Kausar's mother said he moved to Australia in 2006 and she had not heard from him since before the attack. Tahera Begum, who lives in a town 135 miles from Dhaka, said she did not know whether he had links with Islamic State.
Before his death, Chowdhury made Kaderi the new point of contact with Kausar, the police official said.
At around 7.30 p.m. on Sept. 10, police knocked on the door of Kaderi's apartment, where his wife, one of his sons and some associates were hiding.
In the ensuing chaos, police were attacked with grenades and knives, while some women in the apartment threw chili powder at them. Kaderi ran into a room.
As they tried to apprehend him, he swung a scythe at police, who were using his son as a shield.
Kaderi told his son, "If you get hit, you will either be martyred or Allah will reward you."

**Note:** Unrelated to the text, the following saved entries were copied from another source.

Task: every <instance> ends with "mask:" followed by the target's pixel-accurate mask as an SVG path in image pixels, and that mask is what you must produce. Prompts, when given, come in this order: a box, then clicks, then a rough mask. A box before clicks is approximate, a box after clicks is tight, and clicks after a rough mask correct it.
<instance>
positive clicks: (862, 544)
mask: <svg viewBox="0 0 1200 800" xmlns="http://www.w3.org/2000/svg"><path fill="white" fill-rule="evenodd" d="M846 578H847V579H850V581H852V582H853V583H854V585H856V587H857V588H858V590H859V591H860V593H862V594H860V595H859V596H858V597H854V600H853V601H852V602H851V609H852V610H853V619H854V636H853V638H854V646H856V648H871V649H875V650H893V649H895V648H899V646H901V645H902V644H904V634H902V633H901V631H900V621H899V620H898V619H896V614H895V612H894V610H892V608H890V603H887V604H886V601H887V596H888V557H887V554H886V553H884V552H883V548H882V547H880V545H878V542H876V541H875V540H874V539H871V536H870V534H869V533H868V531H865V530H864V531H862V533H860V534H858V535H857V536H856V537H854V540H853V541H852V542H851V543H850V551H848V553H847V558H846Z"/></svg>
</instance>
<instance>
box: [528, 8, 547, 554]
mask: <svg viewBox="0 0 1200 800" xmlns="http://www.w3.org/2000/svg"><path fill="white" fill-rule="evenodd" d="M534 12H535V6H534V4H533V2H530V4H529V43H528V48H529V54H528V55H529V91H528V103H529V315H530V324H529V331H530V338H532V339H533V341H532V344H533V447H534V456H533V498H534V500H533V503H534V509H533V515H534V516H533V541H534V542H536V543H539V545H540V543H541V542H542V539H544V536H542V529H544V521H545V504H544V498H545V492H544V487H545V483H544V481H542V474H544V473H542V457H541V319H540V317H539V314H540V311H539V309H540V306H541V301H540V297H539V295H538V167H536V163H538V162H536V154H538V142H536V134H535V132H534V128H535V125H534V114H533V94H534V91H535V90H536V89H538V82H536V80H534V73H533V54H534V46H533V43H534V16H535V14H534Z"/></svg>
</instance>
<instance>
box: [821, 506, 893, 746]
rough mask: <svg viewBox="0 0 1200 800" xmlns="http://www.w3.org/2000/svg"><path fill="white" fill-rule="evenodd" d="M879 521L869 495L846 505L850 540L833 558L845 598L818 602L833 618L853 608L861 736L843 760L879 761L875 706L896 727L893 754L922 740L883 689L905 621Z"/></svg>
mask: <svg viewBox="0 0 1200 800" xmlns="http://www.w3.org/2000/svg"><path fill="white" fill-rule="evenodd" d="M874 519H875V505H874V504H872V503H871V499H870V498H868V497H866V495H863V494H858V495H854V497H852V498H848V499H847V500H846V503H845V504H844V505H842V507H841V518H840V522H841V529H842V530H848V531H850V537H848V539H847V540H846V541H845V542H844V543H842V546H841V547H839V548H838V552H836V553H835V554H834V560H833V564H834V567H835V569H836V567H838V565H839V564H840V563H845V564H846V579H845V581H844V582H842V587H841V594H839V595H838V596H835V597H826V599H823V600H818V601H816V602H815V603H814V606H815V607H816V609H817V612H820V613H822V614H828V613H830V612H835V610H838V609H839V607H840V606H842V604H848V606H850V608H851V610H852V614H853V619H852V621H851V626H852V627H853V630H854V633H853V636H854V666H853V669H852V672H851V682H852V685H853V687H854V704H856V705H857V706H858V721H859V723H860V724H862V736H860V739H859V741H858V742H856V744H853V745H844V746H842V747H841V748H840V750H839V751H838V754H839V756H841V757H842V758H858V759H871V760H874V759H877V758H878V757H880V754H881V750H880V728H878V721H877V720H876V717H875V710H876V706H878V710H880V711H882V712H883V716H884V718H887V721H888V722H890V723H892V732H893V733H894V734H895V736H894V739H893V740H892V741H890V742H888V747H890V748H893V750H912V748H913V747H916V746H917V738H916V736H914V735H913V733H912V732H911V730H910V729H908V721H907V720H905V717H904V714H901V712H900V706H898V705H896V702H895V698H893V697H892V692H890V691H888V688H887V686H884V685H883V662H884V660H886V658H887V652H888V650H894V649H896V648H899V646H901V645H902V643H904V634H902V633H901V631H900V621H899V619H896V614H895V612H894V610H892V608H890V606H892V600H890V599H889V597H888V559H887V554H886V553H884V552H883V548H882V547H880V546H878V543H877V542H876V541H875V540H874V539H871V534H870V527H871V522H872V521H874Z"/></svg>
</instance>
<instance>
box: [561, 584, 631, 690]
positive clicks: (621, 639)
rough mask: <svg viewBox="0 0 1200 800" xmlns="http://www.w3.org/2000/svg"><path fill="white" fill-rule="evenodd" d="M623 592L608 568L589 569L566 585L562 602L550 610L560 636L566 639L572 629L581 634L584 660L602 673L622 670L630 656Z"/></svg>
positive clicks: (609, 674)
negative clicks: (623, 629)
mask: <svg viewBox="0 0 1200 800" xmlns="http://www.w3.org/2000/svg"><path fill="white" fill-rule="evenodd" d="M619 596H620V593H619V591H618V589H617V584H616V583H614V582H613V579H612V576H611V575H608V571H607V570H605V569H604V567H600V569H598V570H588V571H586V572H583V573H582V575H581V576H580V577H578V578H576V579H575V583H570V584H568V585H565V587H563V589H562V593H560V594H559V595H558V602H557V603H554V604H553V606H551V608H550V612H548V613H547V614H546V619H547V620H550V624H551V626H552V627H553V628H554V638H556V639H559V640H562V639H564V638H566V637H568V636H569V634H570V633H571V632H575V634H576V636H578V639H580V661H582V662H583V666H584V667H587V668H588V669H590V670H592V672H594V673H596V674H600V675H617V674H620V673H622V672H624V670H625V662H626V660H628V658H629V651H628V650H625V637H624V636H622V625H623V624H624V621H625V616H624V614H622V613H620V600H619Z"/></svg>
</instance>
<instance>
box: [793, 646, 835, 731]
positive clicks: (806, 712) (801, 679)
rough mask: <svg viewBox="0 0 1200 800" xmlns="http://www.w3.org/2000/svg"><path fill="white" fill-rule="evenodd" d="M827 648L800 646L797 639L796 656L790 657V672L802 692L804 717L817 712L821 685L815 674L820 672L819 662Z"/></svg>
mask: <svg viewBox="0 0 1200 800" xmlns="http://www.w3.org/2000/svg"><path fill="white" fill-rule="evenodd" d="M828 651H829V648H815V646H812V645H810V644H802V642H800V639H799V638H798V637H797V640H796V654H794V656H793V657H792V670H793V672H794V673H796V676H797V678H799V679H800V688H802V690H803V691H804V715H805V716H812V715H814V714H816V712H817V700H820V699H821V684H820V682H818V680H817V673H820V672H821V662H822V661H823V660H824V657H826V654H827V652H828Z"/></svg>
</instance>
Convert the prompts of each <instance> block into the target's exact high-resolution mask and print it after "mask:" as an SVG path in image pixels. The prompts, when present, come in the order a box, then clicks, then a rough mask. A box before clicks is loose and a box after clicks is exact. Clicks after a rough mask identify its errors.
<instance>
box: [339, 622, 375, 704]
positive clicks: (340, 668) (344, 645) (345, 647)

By the time the raid was over, Kaderi had slit his own throat. The last known link to Islamic State in Bangladesh was dead, although the police official said they did not know if anyone else was in contact with the militant group.
POLITICAL STRIFE
Opposition leaders accuse the government of using militancy as an excuse to stifle dissent.
"A democracy deficit is definitely encouraging the extremists," said Mirza Fakhrul Islam Alamgir, BNP's secretary general who spent months in jail and now faces prosecution in dozens of cases.

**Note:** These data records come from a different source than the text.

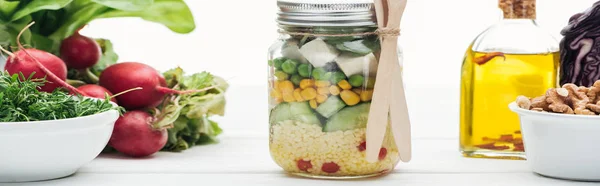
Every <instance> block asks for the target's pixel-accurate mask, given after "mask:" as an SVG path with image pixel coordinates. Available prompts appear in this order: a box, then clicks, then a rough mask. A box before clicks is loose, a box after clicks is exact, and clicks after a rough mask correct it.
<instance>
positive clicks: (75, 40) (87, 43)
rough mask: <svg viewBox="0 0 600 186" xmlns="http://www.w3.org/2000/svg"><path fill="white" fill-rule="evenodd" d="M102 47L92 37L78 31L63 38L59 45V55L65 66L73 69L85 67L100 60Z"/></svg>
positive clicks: (86, 66) (84, 67)
mask: <svg viewBox="0 0 600 186" xmlns="http://www.w3.org/2000/svg"><path fill="white" fill-rule="evenodd" d="M101 55H102V49H101V48H100V45H98V43H96V41H95V40H93V39H92V38H89V37H86V36H82V35H81V34H79V32H75V33H74V34H73V35H71V36H69V37H68V38H66V39H64V40H63V41H62V43H61V45H60V57H61V58H62V59H63V60H64V61H65V63H66V64H67V66H69V67H70V68H74V69H85V68H89V67H92V66H94V65H95V64H96V63H98V60H100V56H101Z"/></svg>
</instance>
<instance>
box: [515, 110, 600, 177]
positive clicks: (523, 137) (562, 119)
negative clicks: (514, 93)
mask: <svg viewBox="0 0 600 186" xmlns="http://www.w3.org/2000/svg"><path fill="white" fill-rule="evenodd" d="M509 108H510V109H511V110H512V111H513V112H515V113H517V114H518V115H519V118H520V121H521V132H522V135H523V143H524V146H525V154H526V157H527V162H528V164H529V165H530V166H531V168H532V170H533V172H535V173H538V174H540V175H543V176H547V177H554V178H560V179H568V180H580V181H600V170H599V168H600V145H599V144H598V143H599V142H600V116H584V115H566V114H558V113H547V112H537V111H531V110H527V109H522V108H519V107H518V106H517V105H516V103H511V104H510V105H509Z"/></svg>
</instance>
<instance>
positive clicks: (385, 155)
mask: <svg viewBox="0 0 600 186" xmlns="http://www.w3.org/2000/svg"><path fill="white" fill-rule="evenodd" d="M385 156H387V149H386V148H383V147H382V148H381V149H379V160H383V159H385Z"/></svg>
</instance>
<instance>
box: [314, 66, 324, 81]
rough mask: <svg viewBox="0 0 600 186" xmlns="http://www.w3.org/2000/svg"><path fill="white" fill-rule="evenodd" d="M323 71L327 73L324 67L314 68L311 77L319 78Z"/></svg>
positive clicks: (321, 75)
mask: <svg viewBox="0 0 600 186" xmlns="http://www.w3.org/2000/svg"><path fill="white" fill-rule="evenodd" d="M325 73H327V71H325V69H324V68H320V67H319V68H315V69H314V70H313V73H312V76H313V79H316V80H320V79H321V77H322V76H323V75H325Z"/></svg>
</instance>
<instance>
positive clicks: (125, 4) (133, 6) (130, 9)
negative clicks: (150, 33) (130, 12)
mask: <svg viewBox="0 0 600 186" xmlns="http://www.w3.org/2000/svg"><path fill="white" fill-rule="evenodd" d="M92 1H93V2H96V3H98V4H101V5H104V6H108V7H111V8H114V9H118V10H125V11H141V10H144V9H146V8H148V7H150V5H152V3H153V2H154V0H92Z"/></svg>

The Jamaat leadership has gone into hiding after several of its top leaders were executed during the past two years for war crimes committed during the country's 1971 war of independence from Pakistan.
In an email, Maqbul Ahmad, the head of the party, denied any connections with JMB or other militants.
"The government is consistently denying the actual presence of terrorism in Bangladesh," Ahmad wrote. "Rather they are using it as an effective instrument of repression of Islamists."
Soon after the café attack, the government placed a bounty of 2 million taka ($25,000) on Chowdhury's head. A series of raids on militant hideouts followed. By Oct. 3 police said they had killed 42 militants and arrested at least 221 people, according to an internal police report.
Militant groups, including a faction ideologically linked to al Qaeda, have gone quiet and police say the overall security situation is under control, although the threat is not over.